Heptagon Functions and Seven-Gluon Amplitudes in Multi-Regge Kinematics

TL;DR

This paper computes all two-to-five gluon scattering amplitudes in planar N=4 super-Yang-Mills theory within multi-Regge kinematics, providing four-loop results expressed in single-valued multiple polylogarithms, and validating the bootstrap approach against the all-orders multi-Regge conjecture.

Contribution

It presents the first complete four-loop computation of two-to-five gluon amplitudes in multi-Regge kinematics, connecting bootstrap results with the all-orders multi-Regge framework.

Findings

Results agree with the conjectured all-order central emission vertex.

Provides a resummation of Fourier-Mellin residues into single-valued polylogarithms.

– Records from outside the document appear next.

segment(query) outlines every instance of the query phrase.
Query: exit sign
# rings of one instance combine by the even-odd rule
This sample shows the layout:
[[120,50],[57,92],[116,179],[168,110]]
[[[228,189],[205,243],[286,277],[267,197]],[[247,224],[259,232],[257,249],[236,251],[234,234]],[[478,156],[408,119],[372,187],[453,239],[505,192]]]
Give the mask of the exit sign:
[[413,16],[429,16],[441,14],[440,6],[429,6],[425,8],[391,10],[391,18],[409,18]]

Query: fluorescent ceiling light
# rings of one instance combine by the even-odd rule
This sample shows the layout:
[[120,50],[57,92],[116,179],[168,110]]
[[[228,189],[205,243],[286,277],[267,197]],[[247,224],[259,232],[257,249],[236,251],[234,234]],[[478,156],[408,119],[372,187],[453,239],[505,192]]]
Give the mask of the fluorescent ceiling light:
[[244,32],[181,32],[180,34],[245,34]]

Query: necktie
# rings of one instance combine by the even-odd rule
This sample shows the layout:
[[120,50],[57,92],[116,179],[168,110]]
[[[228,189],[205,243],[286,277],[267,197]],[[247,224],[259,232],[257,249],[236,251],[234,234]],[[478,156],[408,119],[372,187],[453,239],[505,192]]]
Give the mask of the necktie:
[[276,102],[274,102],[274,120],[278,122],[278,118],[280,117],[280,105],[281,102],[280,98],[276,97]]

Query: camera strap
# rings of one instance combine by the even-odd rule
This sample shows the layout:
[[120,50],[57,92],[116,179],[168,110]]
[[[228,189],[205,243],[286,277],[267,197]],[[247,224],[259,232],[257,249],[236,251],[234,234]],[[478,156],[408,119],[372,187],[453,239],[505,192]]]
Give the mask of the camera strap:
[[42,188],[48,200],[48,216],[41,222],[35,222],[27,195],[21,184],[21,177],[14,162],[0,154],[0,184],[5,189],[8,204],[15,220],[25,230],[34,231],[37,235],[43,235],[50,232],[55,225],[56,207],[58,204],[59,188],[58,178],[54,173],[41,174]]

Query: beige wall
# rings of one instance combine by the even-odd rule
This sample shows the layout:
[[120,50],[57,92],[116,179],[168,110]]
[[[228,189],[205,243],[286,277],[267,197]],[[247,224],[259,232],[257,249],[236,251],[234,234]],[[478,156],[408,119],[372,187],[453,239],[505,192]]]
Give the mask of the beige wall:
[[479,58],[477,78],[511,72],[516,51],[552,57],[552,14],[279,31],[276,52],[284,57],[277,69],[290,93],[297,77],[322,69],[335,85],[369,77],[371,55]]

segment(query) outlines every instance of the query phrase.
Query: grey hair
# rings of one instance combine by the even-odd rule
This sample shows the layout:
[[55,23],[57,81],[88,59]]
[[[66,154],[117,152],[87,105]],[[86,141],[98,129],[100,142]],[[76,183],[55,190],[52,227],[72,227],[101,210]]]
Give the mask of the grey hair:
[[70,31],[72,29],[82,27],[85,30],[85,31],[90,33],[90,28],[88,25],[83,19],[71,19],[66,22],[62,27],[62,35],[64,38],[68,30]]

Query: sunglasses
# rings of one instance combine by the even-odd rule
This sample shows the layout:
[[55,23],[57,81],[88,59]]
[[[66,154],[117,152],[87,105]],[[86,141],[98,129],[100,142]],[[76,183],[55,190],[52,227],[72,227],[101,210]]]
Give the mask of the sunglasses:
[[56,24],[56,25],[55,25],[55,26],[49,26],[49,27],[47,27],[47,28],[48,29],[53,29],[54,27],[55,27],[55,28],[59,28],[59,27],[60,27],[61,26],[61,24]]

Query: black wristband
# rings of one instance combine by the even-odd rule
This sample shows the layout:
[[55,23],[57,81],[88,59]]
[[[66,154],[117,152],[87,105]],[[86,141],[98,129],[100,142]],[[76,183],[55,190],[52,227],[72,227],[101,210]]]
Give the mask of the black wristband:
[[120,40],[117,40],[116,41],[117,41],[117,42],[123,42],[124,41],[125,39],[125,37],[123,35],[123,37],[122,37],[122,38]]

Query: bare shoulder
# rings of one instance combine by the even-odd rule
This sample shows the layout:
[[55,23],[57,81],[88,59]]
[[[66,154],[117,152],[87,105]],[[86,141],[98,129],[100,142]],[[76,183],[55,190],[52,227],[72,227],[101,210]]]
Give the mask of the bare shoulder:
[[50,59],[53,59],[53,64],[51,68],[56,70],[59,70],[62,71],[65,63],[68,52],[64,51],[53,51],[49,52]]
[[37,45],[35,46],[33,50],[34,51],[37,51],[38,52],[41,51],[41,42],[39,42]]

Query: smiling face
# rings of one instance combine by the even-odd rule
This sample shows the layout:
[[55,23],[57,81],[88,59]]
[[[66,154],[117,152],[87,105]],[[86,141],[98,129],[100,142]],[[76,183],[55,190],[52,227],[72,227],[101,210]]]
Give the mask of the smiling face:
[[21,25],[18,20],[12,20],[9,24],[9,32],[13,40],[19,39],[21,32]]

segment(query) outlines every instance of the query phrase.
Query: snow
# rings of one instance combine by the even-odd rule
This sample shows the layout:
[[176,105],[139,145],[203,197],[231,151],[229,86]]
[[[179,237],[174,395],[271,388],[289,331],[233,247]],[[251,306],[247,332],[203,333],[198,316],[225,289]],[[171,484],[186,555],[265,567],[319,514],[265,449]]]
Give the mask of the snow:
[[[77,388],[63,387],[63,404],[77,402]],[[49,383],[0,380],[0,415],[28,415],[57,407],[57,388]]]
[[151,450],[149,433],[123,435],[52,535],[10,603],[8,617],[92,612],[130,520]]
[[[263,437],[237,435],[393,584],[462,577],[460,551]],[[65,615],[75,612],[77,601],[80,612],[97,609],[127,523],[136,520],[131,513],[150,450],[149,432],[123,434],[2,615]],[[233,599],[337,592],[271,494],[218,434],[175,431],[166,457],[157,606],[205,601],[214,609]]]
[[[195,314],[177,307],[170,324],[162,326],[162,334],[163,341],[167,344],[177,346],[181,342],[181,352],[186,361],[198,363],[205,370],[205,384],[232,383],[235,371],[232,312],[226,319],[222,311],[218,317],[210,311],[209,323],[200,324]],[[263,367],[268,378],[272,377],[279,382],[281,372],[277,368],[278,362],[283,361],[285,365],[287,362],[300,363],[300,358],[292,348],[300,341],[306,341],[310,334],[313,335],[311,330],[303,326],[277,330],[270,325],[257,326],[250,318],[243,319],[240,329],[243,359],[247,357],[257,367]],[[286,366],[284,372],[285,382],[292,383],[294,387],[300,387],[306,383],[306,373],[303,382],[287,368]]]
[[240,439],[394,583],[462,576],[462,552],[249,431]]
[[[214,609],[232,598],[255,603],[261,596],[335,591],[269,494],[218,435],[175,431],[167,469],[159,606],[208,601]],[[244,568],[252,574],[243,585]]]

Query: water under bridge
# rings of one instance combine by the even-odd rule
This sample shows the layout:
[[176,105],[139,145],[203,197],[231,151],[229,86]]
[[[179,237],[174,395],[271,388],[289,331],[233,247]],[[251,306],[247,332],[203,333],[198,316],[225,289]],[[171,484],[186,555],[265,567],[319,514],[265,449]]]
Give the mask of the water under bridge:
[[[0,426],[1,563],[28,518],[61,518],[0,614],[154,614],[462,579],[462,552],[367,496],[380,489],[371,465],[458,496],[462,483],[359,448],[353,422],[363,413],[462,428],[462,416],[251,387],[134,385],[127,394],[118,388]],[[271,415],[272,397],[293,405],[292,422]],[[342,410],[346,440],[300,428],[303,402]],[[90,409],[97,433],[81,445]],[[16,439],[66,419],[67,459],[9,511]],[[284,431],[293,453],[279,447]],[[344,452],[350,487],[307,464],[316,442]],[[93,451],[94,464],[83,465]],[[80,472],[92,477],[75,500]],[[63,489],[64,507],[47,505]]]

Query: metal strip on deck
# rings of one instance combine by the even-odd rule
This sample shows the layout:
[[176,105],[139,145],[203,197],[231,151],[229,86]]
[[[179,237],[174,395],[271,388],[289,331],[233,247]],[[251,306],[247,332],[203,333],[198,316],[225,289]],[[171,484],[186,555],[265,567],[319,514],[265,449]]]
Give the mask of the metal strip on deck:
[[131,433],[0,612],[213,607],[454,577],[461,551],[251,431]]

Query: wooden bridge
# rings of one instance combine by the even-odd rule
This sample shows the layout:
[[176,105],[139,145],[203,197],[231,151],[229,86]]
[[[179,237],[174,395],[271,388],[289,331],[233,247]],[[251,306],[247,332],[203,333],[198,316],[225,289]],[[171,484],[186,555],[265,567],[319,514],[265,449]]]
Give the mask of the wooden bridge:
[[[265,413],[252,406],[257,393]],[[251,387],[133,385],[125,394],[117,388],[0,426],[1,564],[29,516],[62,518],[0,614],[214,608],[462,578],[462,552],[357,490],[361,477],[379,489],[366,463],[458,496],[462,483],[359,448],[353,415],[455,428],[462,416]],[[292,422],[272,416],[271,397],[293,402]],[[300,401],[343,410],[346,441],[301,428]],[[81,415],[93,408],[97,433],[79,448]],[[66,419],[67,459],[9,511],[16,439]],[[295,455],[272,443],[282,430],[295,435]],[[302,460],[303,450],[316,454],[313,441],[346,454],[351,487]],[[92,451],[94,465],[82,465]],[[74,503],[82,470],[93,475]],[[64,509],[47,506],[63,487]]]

Cross-validates bootstrap approach with multi-Regge predictions.

Abstract

We compute all $2\to5$ gluon scattering amplitudes in planar $\mathcal{N}=4$ super-Yang-Mills theory in the multi-Regge limit that is sensitive to the non-trivial ("long") Regge cut. We provide the amplitudes through four loops and to all logarithmic accuracy at leading power, in terms of single-valued multiple polylogarithms of two variables. To obtain these results, we leverage the function-level results for the amplitudes in the Steinmann cluster bootstrap. To high powers in the series expansion in the two variables, our results agree with the recently conjectured all-order central emission vertex used in the Fourier-Mellin representation of amplitudes in multi-Regge kinematics. Our results therefore provide a resummation of the Fourier-Mellin residues into single-valued polylogarithms, and constitute an important cross-check between the bootstrap approach and the all-orders multi-Regge proposal.